Which brings us back to the one song I can't stand listening to, which is John Coltrane's My Favorite Things. I am sure that many people will get rather angry at me for this, pointing out that Coltrane is one of the most transcedental and spiritual composers of the 20th Century. I won't argue, it isn't because I hate this piece of Coltrane's work that I don't listen to it, but because I love it so much. Like any other thing that the mind listens to, a certain tolerance builds up for music. This is true of the pop tune that has a catchy hook that annoys us after the third listening, but it also applies to serious, artisitc pieces of music. Pachelbel's Canon fails to move me as it did the first time I heard it. I don't wish to build up a tolerance to Coltrane's spiritual vision, and treat it like any other piece of aural wallpaper

There is a reason that goes beyond that, though. I am often in the habit of using music like so many uppers and downers, selecting a agressive hip hop tune to wake me up in the morning, or trying a long mellow piece of trance to try to get me to sleep. Music is a means of communicating emotions, but it is also a way to cause emotions. However, when I select a piece of music to listen to, I already know the emotional state I want to be in. It is just the reality of the musical state that I am moving in to. In some ways, the music is instrumental, merely a tool for moving me into that state. If I could enter that state by clicking my heels together three times, I would probably do it that way.

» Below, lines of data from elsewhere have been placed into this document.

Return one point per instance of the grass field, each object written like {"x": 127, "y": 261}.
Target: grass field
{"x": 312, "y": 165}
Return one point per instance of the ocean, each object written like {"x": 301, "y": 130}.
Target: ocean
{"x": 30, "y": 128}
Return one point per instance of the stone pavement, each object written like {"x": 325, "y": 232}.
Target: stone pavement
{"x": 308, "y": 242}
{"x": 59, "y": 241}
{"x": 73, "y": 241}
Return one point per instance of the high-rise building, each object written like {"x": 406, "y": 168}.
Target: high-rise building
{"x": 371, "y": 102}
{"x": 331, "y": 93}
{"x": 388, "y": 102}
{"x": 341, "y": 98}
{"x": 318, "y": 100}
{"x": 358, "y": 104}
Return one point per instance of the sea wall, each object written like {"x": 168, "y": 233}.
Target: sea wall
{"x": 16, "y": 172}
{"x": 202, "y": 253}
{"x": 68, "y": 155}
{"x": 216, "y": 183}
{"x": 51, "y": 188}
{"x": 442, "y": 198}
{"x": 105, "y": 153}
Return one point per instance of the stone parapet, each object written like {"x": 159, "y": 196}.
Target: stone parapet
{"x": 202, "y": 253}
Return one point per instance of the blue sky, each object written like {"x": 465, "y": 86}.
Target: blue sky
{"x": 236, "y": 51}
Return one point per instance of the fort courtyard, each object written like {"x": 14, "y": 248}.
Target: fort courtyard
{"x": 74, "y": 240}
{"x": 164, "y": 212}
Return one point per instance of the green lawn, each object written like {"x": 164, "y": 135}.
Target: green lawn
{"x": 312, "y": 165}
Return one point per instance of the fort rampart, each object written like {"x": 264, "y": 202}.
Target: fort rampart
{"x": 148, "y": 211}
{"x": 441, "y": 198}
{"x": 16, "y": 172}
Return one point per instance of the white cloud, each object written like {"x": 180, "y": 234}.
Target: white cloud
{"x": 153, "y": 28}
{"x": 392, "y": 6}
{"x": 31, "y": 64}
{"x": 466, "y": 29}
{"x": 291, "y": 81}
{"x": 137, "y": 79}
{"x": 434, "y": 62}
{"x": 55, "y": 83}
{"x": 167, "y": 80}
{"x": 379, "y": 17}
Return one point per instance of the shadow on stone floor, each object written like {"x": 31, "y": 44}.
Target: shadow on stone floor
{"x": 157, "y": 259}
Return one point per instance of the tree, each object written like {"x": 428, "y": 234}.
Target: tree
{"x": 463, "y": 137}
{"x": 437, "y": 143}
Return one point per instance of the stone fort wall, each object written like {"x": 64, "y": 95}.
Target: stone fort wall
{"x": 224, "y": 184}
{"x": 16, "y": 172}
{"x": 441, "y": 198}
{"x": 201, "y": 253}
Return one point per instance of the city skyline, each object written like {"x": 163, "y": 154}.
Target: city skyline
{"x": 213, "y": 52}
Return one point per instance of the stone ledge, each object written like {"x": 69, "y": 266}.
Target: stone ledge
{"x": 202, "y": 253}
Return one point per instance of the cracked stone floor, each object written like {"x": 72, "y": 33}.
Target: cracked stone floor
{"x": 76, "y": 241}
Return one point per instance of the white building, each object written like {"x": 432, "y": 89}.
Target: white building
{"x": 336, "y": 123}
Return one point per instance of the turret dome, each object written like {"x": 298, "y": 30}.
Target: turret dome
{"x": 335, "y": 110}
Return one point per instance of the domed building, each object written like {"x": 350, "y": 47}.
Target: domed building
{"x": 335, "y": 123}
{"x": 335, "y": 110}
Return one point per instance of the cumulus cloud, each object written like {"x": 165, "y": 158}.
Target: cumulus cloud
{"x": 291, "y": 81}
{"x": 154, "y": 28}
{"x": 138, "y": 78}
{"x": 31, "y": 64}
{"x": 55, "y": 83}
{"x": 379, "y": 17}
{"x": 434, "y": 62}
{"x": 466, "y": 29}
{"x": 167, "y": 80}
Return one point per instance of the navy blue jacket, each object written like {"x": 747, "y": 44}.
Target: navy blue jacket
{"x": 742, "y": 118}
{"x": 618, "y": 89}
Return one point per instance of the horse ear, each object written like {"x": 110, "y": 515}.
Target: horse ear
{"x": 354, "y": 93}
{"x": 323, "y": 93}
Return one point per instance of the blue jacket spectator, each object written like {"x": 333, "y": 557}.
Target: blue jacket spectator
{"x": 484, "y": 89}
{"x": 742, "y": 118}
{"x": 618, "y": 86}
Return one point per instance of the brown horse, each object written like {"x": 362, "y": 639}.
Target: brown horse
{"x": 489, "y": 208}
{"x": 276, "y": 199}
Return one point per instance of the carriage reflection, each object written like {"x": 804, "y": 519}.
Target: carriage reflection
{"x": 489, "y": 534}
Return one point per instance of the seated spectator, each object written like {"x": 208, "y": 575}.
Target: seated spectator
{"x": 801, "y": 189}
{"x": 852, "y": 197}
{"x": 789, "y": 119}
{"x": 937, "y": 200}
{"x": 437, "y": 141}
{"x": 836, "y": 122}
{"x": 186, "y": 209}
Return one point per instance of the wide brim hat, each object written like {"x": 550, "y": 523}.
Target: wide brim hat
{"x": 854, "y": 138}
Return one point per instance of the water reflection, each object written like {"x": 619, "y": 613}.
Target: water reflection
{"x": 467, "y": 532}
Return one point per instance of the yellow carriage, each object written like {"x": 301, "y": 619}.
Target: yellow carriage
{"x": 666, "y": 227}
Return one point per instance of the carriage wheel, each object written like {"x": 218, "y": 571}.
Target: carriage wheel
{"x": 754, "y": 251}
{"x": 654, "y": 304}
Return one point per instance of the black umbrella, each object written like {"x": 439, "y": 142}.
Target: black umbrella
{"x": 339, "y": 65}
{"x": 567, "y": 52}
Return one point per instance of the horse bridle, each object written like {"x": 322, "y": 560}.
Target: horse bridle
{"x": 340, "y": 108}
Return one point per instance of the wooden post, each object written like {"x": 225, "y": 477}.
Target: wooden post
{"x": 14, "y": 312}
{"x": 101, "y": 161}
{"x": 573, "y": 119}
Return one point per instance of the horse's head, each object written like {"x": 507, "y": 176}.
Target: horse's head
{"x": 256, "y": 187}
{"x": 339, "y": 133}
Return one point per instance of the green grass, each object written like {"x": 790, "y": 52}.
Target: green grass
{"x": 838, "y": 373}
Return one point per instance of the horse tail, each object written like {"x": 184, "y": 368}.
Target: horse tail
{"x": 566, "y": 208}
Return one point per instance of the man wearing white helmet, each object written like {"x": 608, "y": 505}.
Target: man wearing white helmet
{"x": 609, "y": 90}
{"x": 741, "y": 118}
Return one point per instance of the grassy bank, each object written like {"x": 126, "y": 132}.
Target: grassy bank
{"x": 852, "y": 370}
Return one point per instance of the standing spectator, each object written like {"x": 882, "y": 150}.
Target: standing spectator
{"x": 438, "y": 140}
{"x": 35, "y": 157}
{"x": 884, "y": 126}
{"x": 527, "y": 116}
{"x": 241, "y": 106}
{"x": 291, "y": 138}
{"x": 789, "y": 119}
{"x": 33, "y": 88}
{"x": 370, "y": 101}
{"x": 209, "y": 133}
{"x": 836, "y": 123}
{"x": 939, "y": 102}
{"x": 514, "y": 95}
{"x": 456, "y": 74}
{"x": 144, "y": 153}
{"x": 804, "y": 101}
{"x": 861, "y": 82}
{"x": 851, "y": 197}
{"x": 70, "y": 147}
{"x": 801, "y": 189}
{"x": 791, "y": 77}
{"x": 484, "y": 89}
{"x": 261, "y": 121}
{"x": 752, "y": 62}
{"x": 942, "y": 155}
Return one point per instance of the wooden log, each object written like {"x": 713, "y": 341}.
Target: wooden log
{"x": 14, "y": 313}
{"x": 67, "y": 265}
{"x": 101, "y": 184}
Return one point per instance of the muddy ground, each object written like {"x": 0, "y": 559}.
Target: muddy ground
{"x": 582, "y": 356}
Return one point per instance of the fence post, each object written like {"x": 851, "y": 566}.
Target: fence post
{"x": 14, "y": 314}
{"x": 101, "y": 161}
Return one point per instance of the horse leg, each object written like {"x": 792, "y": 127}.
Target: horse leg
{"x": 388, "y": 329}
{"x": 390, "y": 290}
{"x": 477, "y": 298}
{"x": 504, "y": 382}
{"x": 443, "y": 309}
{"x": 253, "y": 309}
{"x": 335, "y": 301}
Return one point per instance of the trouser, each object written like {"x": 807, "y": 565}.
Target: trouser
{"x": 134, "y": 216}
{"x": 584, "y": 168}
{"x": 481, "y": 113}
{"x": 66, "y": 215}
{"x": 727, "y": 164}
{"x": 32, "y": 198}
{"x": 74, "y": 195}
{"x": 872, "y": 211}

But rather than just being a tool to communicate an emotional state, Coltrane's music functions as a very object of my emotions. It does not reflect some previously existing emotional state I had, but shapes and forms an entirely new intellectual and emotional state. And unlike the tunes I use to get myself angry, happy or pensive, I don't know what that emotional state is. The emotions I experience while listening to Coltrane, as well as the actual pattern of the music itself, is not in my memory

All of this is some of the rationale why the one piece of music that I find the most beautiful, that communicates things I can't understand, is the one piece of music I refuse to listen to more than twice a year. And every time I listen to it, I'm surprised by what happens, and how it makes me feel. I can only hope I continue to have the self-control to limit this listening to when it is only spiritually meaningful.